Sometimes I don't know what's worse: a movie that succumbs to the "long-haired, vengeful ghost" conventions befalling so many potentially cool Asian horror films, or one that sets out to do something different but comes up with a really weak follow-through. Koma belongs in the latter category, having shifted into the right gear but spending its 88-minute running time letting its wheels spin and kick up mud in a ditch somewhere. Things start off on an eerie and effective enough note, with the opening scenes echoing the old urban legend about waking up in a tub of ice and finding that one of your kidneys has mysteriously vanished.
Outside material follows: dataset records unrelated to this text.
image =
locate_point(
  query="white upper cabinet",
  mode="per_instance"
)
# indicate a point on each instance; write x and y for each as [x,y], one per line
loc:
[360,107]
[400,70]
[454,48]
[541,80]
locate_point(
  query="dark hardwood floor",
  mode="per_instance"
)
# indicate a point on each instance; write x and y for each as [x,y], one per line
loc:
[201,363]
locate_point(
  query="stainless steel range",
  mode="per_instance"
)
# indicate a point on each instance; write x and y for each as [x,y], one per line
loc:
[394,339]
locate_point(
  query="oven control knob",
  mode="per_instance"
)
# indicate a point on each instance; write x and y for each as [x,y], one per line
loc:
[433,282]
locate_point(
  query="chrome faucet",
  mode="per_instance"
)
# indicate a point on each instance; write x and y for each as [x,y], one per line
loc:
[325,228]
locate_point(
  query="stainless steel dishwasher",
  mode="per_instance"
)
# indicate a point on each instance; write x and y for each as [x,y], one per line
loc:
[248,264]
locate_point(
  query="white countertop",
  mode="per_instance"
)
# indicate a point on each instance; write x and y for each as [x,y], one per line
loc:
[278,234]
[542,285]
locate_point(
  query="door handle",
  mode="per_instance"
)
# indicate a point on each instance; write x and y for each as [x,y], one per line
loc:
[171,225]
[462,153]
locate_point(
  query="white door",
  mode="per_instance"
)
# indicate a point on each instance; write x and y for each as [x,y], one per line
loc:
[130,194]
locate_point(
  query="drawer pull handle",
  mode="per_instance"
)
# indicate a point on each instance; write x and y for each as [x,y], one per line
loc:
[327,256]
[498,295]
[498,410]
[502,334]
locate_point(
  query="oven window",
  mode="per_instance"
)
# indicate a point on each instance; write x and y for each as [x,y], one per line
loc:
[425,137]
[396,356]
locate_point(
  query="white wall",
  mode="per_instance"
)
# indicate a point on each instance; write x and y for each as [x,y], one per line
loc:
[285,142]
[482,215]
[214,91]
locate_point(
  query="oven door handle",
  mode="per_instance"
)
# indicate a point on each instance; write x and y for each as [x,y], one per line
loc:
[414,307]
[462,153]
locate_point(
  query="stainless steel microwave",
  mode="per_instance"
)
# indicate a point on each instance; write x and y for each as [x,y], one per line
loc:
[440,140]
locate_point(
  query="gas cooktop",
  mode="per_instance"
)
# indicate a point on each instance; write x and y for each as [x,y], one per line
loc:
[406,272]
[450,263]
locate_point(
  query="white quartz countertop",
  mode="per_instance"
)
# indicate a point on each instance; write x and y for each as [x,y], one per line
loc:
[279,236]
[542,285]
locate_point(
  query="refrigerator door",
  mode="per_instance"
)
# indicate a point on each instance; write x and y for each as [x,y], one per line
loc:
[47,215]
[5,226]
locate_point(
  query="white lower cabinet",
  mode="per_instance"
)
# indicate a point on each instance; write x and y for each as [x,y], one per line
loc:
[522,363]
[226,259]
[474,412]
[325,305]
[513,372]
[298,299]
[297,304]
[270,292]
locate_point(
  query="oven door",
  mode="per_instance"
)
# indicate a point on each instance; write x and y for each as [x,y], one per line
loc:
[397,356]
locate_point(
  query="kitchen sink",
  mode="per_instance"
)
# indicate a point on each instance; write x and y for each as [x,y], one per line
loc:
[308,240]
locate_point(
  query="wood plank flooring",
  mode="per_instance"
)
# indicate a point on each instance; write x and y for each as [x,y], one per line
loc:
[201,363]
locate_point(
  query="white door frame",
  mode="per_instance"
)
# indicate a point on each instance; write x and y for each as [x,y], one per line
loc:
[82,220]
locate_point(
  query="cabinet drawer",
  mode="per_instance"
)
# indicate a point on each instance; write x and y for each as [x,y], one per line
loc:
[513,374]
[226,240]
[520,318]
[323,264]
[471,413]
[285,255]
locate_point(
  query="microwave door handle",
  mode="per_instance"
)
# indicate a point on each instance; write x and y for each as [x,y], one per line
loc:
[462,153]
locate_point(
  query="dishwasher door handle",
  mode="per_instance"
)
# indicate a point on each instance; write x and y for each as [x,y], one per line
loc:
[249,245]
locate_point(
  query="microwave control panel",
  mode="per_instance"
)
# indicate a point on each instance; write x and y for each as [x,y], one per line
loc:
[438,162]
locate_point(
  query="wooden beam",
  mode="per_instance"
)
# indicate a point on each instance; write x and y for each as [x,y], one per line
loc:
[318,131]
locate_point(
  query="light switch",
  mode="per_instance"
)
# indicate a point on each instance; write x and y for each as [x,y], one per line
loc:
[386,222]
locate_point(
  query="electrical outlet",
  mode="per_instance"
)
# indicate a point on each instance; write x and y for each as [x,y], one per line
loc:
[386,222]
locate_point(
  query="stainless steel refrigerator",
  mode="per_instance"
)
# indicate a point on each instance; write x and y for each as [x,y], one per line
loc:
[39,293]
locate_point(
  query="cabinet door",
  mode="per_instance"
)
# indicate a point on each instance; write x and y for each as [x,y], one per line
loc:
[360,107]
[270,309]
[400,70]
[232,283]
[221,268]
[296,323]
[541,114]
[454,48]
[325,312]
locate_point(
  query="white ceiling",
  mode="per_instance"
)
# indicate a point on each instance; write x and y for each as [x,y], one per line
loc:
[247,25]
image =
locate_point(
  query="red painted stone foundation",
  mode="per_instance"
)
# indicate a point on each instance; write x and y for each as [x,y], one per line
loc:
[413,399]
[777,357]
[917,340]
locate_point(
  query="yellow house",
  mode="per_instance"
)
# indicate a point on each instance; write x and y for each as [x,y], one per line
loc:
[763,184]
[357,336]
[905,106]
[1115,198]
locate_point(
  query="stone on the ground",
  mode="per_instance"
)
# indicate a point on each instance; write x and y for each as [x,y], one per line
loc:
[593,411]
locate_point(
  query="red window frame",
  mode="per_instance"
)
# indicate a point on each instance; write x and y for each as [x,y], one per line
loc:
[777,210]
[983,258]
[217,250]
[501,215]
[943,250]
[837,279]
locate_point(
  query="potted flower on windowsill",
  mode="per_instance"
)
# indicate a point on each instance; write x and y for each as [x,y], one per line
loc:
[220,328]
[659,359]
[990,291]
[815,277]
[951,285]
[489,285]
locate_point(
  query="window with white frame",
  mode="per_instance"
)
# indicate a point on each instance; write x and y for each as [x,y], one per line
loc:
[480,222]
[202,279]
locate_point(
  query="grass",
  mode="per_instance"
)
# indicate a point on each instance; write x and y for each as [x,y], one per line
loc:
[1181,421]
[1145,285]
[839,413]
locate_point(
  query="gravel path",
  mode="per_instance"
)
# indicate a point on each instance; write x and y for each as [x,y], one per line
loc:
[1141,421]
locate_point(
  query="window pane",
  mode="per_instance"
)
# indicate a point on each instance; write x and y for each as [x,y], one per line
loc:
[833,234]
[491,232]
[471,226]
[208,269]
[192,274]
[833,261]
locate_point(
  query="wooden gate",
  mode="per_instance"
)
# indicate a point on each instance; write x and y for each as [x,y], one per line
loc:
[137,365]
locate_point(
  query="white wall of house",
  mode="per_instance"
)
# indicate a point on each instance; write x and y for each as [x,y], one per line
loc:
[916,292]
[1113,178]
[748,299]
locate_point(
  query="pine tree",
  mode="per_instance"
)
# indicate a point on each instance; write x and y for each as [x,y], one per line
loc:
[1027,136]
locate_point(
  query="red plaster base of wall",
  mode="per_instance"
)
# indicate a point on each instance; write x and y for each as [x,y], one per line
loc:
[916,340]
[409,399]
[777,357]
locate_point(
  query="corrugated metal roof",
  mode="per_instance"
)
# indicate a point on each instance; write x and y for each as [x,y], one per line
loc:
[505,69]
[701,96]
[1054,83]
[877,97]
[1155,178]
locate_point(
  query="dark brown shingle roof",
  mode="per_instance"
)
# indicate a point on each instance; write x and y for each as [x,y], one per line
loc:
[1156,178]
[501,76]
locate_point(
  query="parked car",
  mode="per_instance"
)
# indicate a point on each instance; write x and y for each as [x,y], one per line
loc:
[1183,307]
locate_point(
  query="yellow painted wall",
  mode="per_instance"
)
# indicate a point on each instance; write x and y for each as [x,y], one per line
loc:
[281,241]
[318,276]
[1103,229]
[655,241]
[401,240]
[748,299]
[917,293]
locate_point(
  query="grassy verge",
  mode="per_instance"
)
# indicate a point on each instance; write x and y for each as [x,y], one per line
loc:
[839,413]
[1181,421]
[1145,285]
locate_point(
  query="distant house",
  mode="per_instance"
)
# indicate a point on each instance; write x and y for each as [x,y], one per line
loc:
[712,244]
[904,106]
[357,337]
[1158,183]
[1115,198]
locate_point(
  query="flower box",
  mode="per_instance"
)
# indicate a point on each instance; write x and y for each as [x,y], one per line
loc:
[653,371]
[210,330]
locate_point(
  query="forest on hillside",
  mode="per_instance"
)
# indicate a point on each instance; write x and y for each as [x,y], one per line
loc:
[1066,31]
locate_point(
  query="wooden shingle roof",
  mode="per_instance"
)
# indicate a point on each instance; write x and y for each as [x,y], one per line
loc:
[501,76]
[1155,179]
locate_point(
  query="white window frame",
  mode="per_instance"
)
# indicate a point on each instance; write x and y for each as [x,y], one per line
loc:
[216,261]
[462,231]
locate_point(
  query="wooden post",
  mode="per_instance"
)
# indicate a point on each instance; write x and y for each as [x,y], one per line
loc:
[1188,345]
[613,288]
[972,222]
Koma is more interesting when it's shrouded in mystery, so when the time comes for the hidden connections and various secrets to be revealed, what viewers get seems so dull and confounding, you wish the filmmakers would pull the covers back over the plot.
Director Lo Chi-Leung can never sit still long enough to help us become involved with the film as either an organ-swiping thriller or a soap operaesque drama with some missing kidneys thrown in for good measure. He's always dashing back and forth between the two genres, never introducing them to one another, so when they come together in a climax that should be more emotional than it turns out to be, the effect is more awkward than anything else. The production is handsomely made, and the lead performances from Lam and Sinje are reasonably decent, but they hardly seem to matter when the haphazard plotting keeps viewers at such a distance. All the atmosphere in the world can't compensate for a story that doesn't make up its mind about what it wants to be or provide much in the way of effectiveness in the meantime.
Although Koma firmly plants itself in an environment that makes it look suspenseful, the movie forgets to employ storytelling tactics to make it be suspenseful. There's a great sheen to the film, but it's populated with too many characters going through their own uninvolving dramas. Koma is like a bitter cake slathered with all the frosting the chef could find in the kitchen.
MY RATING: * 1/2 (out of ****)
(Relased by Tartan Video and rated "R" for violence and some nudity.)